Abigail Baim-Lance, PhD: A fabulous summary, .
Michael Steinman, MD: And where can investigators find the framework that you develop?
Abigail Baim-Lance, PhD: We have a published manuscript, which includes a visualization of this tree we're describing. So this is a paper that we published. There are a number of co-authors on this paper, so I, I cannot take credit for all this work- this is really very, very collaborative- in the Journal of General Internal Medicine, published in 2022. [14:00] Also, all of the principles and the step-wise relationship of the principles are included in the AGS/ [AGING LEARNING Collaborative] Module that I think accompanies this discussion. We would also like to develop more outreach. That's a real sort of key next step for us, is to do more consensus building education and outreach where we can disseminate this tool and other supporting tools that need to sort of accompany this so that these become really effective pieces of, of support for researchers doing, doing work in this area.
Michael Steinman, MD: I mean, it sounds just like a fabulous tool. And hopefully it will be, you know, become sort of widely taken up and becomes sort of the new standard for how IRBs and data safety monitoring plan development and other things sort of think about these issues. But it sounds like it's not quite there yet. It's just came out just this year, so you know, until the time when it sort of becomes the new standard. What advice do you have for investigators who are about to start a trial under [15:00] sort of the existing regime and how can they best sort of take these principles in a practical way to an IRB or DSMP that might not be aware of or, or have embraced those principles so far?
Abigail Baim-Lance, PhD: Yeah, that's such a great question. I mean, I, I think we hope that in the short term, perhaps this paper that we have could become an advocacy tool. If an investigator is working with a DSMB, or as you say an IRB, perhaps they could take this content with them to kind of support what we see as one of the great opportunities within the regulatory landscape, which is that there is great discretion- or maybe I shouldn't modify it with great. But there is discretion in the current regulations for investigators to be more sort of proactive and in control of the events that they would put into their plan to monitor, you know, to classify and monitor in their work. So there is space for this. You know, [16:00] we don't have to kind of rewrite the regulations to provide more of this sort of proactive sort of empowerment.
So I would say, you know, try to take this existing work we've done. And use that to develop, you know, sort of the, the stance and try to go forward, you know, and, and know that you can develop studies with appropriate measures to monitor and maintain safety.
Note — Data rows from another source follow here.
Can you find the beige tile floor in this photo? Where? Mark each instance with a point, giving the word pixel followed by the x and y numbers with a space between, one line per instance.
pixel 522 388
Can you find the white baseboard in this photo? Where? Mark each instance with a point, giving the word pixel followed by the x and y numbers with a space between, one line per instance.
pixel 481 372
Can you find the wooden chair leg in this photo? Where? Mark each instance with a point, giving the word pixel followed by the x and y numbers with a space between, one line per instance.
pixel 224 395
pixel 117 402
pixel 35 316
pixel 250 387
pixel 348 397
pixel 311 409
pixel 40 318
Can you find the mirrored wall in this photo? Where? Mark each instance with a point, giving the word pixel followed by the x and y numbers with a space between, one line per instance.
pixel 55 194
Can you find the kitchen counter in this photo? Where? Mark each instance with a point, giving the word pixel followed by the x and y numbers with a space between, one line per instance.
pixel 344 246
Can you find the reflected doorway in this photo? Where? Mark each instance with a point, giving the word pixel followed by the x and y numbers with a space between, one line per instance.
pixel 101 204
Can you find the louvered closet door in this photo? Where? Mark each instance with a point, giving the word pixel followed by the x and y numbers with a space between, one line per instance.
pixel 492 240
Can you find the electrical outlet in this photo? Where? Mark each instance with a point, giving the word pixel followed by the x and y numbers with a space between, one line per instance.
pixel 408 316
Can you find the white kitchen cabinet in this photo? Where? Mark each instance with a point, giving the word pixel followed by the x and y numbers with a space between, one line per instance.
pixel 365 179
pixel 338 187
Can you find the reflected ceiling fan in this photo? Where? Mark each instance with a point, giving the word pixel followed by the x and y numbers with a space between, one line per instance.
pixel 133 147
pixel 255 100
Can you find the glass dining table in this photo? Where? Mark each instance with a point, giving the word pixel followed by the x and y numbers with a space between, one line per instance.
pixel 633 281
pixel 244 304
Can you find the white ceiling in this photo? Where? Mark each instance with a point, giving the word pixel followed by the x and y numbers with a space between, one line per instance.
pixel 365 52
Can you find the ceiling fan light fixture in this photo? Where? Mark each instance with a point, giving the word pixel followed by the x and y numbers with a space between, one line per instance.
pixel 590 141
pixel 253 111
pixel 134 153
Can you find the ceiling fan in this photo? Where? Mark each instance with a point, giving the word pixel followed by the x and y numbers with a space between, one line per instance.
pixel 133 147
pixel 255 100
I think that's what we have to work with at this point.
And hopefully as you say, we'll be able to embed this tool more places and hopefully embed it in sort of regulatory spaces. Like I'd love this tool to at some point be available, you know, on the OHRP or the NIA toolkit websites, you know, and, and really try to, to embed these ideas there. Cause I think that's where, you know, it will start to drive real use of it.
Michael Steinman, MD: Well, may that be so! This was probably a good place to wrap up, but congratulations on really fabulous work. I think many investigators as well as regulators and IRB/ DSMPs have sort [17:00] of been craving this guidance, even if they didn't quite realize it. And so big kudos to you and the team for advancing this work and thanks for joining us today.
Abigail Baim-Lance, PhD: Well, it's my pleasure and if anyone listening would ever would like to reach out to our team with any, any thoughts or questions, you know, we're, we're just an email away.
Michael Steinman, MD: Wonderful. Thank you, Abigail.
Abigail Baim-Lance, PhD: Thank you so much, Mike.